く、くそ。油断した。携帯ばかり見ていたせいで、尾行されたことに気付けなかった。痛みを耐えながら頭を上げると、汚い髭のゴツい男がそこにいた。彼は地面に唾を吐き、私の携帯をポケットに入れた。

「恨むなよ、嬢ちゃん。あんたの携帯を売れば、今週の賭けの借金がなんとかなりそうだ」

強盗事件だ。Anance学園に入学して初めての犯罪事件、被害者が自分自身とは思わなかった。

怖い。怖い。SランクとAランクの生徒は常にこういう暴力と戦っているの?

体の震えが止まらないし、左側の後頭部もすごく痛い。もう携帯は諦めよう。そうすれば、これ以上痛い目に合わずに済むはずだ。

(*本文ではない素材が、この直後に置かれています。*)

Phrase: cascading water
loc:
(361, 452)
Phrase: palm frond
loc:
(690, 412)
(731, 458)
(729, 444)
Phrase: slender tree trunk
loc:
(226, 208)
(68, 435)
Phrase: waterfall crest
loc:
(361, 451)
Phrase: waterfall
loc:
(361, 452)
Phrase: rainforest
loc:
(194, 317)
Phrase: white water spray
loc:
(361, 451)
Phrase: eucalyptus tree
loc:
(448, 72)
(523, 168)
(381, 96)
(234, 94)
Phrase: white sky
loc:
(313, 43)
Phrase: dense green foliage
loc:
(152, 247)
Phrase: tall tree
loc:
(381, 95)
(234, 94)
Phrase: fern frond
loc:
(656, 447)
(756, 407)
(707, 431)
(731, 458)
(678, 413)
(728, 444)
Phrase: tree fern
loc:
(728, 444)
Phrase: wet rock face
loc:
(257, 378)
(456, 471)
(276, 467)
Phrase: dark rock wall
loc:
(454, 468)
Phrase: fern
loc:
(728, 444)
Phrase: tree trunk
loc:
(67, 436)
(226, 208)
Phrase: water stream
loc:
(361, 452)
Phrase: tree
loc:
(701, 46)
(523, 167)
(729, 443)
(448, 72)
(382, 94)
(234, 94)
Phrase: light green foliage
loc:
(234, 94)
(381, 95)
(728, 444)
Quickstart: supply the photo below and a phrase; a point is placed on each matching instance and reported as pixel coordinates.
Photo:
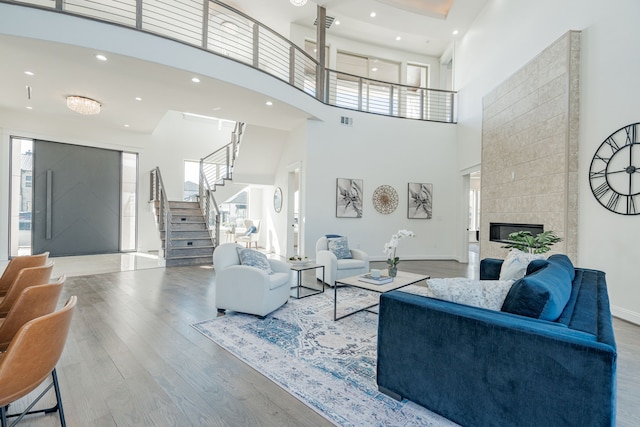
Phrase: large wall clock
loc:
(614, 174)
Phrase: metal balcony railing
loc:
(225, 31)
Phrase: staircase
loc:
(189, 230)
(189, 242)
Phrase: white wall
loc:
(299, 34)
(174, 141)
(383, 151)
(506, 36)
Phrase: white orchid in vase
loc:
(390, 250)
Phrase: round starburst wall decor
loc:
(385, 199)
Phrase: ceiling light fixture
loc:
(83, 105)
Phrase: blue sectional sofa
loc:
(515, 367)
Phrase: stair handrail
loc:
(210, 209)
(216, 168)
(158, 193)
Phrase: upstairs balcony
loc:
(222, 30)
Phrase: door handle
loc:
(47, 226)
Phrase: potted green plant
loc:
(527, 242)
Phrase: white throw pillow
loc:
(515, 265)
(489, 294)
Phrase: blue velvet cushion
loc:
(563, 261)
(536, 265)
(340, 247)
(256, 259)
(541, 295)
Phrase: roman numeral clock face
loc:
(615, 171)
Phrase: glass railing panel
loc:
(178, 19)
(119, 11)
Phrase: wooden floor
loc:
(132, 358)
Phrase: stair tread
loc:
(188, 257)
(190, 247)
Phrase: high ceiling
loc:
(425, 27)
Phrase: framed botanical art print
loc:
(348, 198)
(420, 202)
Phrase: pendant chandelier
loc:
(83, 105)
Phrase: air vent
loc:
(327, 23)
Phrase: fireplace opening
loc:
(499, 231)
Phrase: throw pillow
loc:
(254, 258)
(489, 294)
(515, 264)
(340, 247)
(541, 295)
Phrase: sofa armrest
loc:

地面に伏せて何もできない私を見て、泥棒は口笛を吹きながら踵を返した。

その瞬間、勇気が心のどこかから湧き出り、私は叫んだ。

「ま、待ちなさい……動くな……!」

私がまだ動けることに気付くと、泥棒も振り返り、凶暴な目で私を睨んだ。

――私は誰よりも罪波さんとルティアさんを尊敬している。二人を目標にして、ずっと頑張ってきた。

――駄目だ。逃がしては駄目だ。

動いて。早く。犯罪者を逃がさないで。

罪波さんとルティアさんを思い出したおかげか、私は諦めることなく、上半身を起こした。そしてシャツのポケットから「Absolute(アブソリュート)」を取り出し、震えながら銃口を泥棒に向けた。

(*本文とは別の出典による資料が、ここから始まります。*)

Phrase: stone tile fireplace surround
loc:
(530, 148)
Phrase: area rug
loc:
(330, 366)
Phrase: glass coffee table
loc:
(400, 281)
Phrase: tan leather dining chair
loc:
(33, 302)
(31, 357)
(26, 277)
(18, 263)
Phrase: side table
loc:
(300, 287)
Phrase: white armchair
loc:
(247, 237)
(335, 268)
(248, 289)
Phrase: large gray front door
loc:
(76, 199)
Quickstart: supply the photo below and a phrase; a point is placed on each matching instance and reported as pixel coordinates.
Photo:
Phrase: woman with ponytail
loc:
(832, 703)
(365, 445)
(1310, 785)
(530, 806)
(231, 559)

――私にまだ出来ることがある。だから、ここで怯える訳にはいかない……!

それを見て、泥棒が舌打ちした後、素早く踏み出して、容赦なく私の腕を蹴った。

私も、同時に引き金を引いた。

手にある「Absolute(アブソリュート)」が宙を飛んでいく。その放物線を見ながら、私は呆然とした。

しまった。当たらなかった。

次の瞬間、泥棒の蹴りが私の腹に直撃した。強い衝撃で飛び出し、私は転がりながら階段から落ちていく。

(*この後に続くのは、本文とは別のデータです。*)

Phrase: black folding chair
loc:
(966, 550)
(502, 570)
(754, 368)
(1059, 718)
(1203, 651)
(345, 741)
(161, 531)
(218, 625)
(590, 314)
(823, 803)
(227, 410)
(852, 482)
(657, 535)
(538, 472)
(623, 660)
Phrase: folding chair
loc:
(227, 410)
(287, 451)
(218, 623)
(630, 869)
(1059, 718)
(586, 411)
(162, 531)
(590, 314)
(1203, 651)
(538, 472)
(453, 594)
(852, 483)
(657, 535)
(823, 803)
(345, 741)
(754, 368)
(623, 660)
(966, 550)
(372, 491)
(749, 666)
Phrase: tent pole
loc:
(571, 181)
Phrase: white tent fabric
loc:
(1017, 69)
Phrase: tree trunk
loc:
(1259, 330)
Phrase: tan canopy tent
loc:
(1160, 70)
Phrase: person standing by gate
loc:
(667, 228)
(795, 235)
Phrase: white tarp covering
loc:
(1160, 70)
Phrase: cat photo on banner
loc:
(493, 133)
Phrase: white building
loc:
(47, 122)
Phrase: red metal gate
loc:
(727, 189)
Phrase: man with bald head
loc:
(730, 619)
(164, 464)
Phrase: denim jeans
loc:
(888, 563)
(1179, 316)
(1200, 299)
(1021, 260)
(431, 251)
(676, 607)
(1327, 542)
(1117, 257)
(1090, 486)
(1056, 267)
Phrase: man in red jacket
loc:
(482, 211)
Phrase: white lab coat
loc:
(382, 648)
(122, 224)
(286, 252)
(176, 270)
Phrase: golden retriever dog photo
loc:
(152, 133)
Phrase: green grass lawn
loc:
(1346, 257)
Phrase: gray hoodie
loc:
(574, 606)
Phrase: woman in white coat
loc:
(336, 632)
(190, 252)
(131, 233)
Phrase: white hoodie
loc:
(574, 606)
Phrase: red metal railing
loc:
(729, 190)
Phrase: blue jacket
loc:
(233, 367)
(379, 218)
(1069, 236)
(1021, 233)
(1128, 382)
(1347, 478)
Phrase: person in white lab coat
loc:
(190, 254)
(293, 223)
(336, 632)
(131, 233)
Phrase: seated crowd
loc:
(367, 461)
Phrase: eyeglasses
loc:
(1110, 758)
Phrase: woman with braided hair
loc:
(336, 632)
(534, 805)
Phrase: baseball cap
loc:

高い階段ではないけど、頭で着地したら、きっと死ぬだろう。

初めて犯罪者と戦うのに、こんな惨めな終わり方で――何もできなかった。


まだ死にたくないのに。

私、まだ罪波さんとルティアさんの結婚式を見届けてないのに。

お二人が綺麗なスーツとウェディングドレスを着て、礼拝堂に愛を誓い合う姿を見届けたいのに――

そして、私は永久の眠りに落ちた。